LV2 works by comparing a computerized model of how the spacecraft's systems and software should perform against actual performance. If the spacecraft's behavior differs from the model, then the LV2 'reasoner' looks for the root cause of this difference and gives flight controllers several suggestions of what might have gone wrong.

Scientists designed the LV2 software 'reasoner' independent of the computerized model of the spacecraft systems. To use it on another satellite, an engineer can apply much of the system model created for a previous spacecraft. The model may be customized for the small set of differences required to interface with the 'reasoner.' This is because many spacecraft use common parts, such as valves, switches and sensors, which have the same or similar behavior patterns. All LV2 E0-1 experiments have been successful, with the rest scheduled over the next few weeks.

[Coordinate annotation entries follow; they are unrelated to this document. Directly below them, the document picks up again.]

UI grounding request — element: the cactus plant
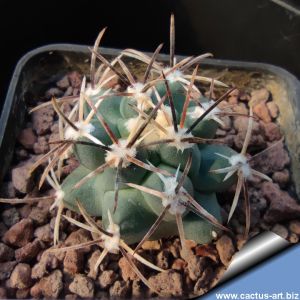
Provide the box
[0,16,276,296]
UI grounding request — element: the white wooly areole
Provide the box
[157,167,188,215]
[187,100,225,126]
[65,121,95,141]
[105,140,137,168]
[166,126,194,152]
[127,82,155,111]
[210,107,272,235]
[127,159,227,253]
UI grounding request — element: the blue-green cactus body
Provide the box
[62,78,236,243]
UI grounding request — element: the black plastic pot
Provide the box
[0,44,300,292]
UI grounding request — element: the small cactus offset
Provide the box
[1,16,271,290]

Livingstone's developers feel the software diagnosis tool could be used to find errors in robots or rovers exploring Mars or other planetary bodies. Engineers state that when human beings venture deeper into space, crews will need automatic tools like Livingstone software to identify spacecraft problems early and make prompt repairs.

"In a future, long-duration human mission to Mars, frequent and extensive spacecraft maintenance operations or overhauls will not be an option," explained Serdar Uckun, technical lead for integrated systems health management at NASA Ames.

Scientists predict Livingstone software and its descendents will find widespread use at NASA, in the aerospace industry and in other enterprises as equipment and software intricacy increases.